Maryanna Krewson

MaryAnna hails from upstate New York and is attempting to complete a double-major in Psychology & American Sign Language at the University of Rochester. She loves God, singing, & bubble tea.

What do you tell your friends who are thinking about going abroad?

MaryAnna portrait

One thing I really appreciated that the program staff told us during orientation was to "not put any pressure on the experience" -- there would be days we'd love being in London, days we would hate it, and that was all part of the experience. As I think back, most of the sweet memories are coming to mind, but there were days like any other that I felt sad or lonely or bored in some way. I'm so thankful I had those words of wisdom with me as I started because it set a tone for my time there and I would definitely pass that on to anyone studying abroad.

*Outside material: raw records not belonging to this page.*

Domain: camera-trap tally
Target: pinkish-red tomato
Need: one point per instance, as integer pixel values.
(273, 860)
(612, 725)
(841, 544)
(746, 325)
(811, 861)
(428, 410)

One of my friends in the program also reminded me not to compare my experience to anyone else's. You choose how you want to experience study abroad -- whether that be studying, clubbing, traveling, shopping, meditating, running, whatever! Everyone's journey is different and study abroad will affect everyone in a different way.

Realize that it will definitely be different than your expectations -- in both good and bad ways! Enjoy the journey and savor each day as you would want to, and not in relation to another person.

Ferris Wheel

What was the hardest part about going abroad?

One of the hardest parts was feeling out of place with my fellow Americans at times. Program orientation brought back memories of being a freshman at college all over again. Leaving close friends and family back home forced me to endure the tediousness of small talk (my pet peeve, ha!) with brand new faces. But it was a shared experience for all of us, and with time, I found who I clicked with.

I actually only had a few close friends within the actual IES program, but found kindred spirits in the activities I participated in outside the program. Even if you don't make the closest friends while studying abroad, just exposing yourself to a new culture and country is worth the trip.

London buildings

What's your favorite story to tell about your time abroad?

One of my favorite memories was participating in International Pillow Fight Day! Hundreds of us gathered in central London at Trafalgar Square to smack each other with pillows. The ground was blanketed in feathers after a few hours of pummeling each other. Totally worth the risk of whiplash and concussion!

London outdoors

What made this trip meaningful to you, or how did this trip change your perceptions or future path?

Living in London challenged me as a person in a broad range of areas: socially, academically, and vocationally. Socially, I loved meeting new international friends outside the program in my student dorm, the local gospel choir, my sister's church, a London faith-based group, and just strangers on the street and Tube!

Academically, the classes were brilliant and allowed me to study subjects--such as art, architecture, and marketing--that I didn't have the time to take back at my home university. Vocationally, my eyes were opened to the numerous homeless people on the street, and my interactions and conversations with them has deepened my desire to work with that demographic in the future.